In the final instalment of his ‘Really Important Bits’ (RIBs) series, STEPHEN MITCHELL, chief operating officer at the Spencer Academies Trust, Nottingham, examines some of the issues around making sustainable decisions, how his previous RIBs articles all contribute to the process, and considers some of the tools available for guiding such decisions – in particular, financial ones
This series of articles was started over a year ago, based around the concept of reviewing each of the modules within a MBA – taking the important elements and making them relevant to us in our work in schools.
Articles have been written in this magazine covering all of the topics in the above image, and this final one will lean on the learnings within each of these.

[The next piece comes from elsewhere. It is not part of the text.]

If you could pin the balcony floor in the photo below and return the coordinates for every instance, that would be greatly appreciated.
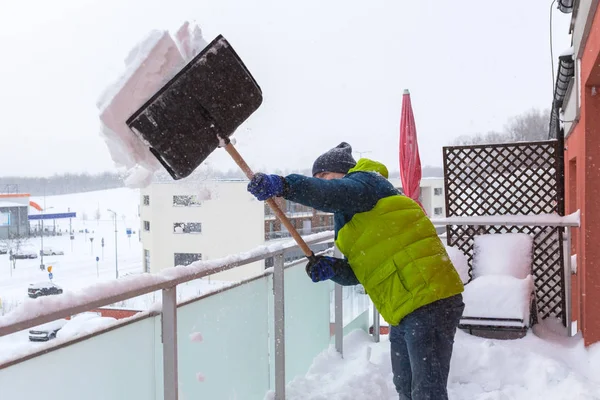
(539, 366)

It is impossible to make a truly sustainable decision without one of the other 11 areas having a bearing on your decision-making. However, recognising that there may be more than one area that needs consideration – and incorporating that – is the difference between a decision which answers a specific issue, and one that positively adds to the sustainability of the organisation.
The whole picture
The time has come for us to stand up and be counted; financial pressures on schools have never been more acute than they are now. Therefore, we have to make decisions that are not just financially sensible, but also sustainable for the whole organisation.
I’m aware of schools and academies across the country which have made decisions solely on what the accounts are saying, rather than considering the whole picture – the impact on teaching and learning, and the likely impact on future decisions.
I have a saying that a wise man once told me. ‘You can cost-control yourself out of a crisis, but you can’t cost-control yourself a future’. You have to grab hold of what it is the organisation does, and become excellent at that, at a price point at which it is sustainable. Schools aren’t businesses, yet we have to adopt the business reality of living within our means.
Look up as well as down
In financially challenging times it is easy to spend all of your energy looking at where ‘waste’ can be cut. The law of diminishing returns clearly applies here, and you can only go so far before quality of delivery is impacted.
I’ve seen many people lament the advice from government, albeit quite tone deaf (again), that schools should seek to save money on printing costs. Yes, we should, and the savings can be quite big. Our trust is well on the way to saving the best part of £200,000 per annum compared to prior spend, but that doesn’t tell the whole story.
I’ve had a fairly heated debate with our supplier who pointed out an anomaly in the numbers where one of our schools appears to be disproportionately printing in colour. These numbers would drive me to issue an edict of enforcing mono print only, but it would be crazy to do that without understanding why the printing ratios are different – and there are very good reasons for the high level of colour print we have in that school. Therefore, the most sustainable decision has been to replace our kit with printers that are cheaper to run for colour, in volume, rather than hampering the quality of the output of the school.
Similarly, we shouldn’t just be seeking to cut costs in order to solve our current predicament. There will be opportunities for all schools to drive income further, be it by identifying other grant funding streams, new commercial opportunities, or collaborating with other schools and organisations.
Be brutally realistic
Financial accounts don’t lie…except when they don’t tell the entire story. I recently saw a news article about thousands of heads writing to parents across the country lamenting the funding crisis, and one head has spoken out about having to clean the toilets and serve food in the kitchen in order to help make ends meet.
Well, the question – and we don’t know the answer to this – also has to be asked about how efficiently and effectively costs are being managed here. Has the school made use of integrated curriculum financial planning, and what assumptions are being made about budgets?
I’ve been shocked in recent months to see Twitter full of comments from SBLs saying they’re assuming – and including – the continuation of the teachers’ pay grant, for example, because, without it, the budgets won’t work. Well, it is our job to work with school leaders to make the budgets balance.
We have to be brutally realistic, revisit what we think we know about our schools, and question everything; including assumptions about a pay grant when we’ve been told it won’t continue is just madness. Let’s hope that the Spending Review does include amendments to school financing…but let’s also be brutally realistic, and know the position we’re currently looking at.
Look to the longer-term
We’re all driven to report numbers and metrics across the whole gamut of areas we’re responsible for. This, inevitably, drives a short-term focus on immediate results but, if we’re not careful, this can jeopardise future performance. This is true of financial short-term cost-saving measures, and/or operational decisions.
It’s a bit akin to the ‘razor blade’ or the ‘coffee capsule’ pricing strategy. The initial, up front cost of a decision can be very low, but the ongoing cost of the service can soon mount up to big oodles of money. Working out the total cost of a product or service may just change your view on that procurement decision you’re contemplating.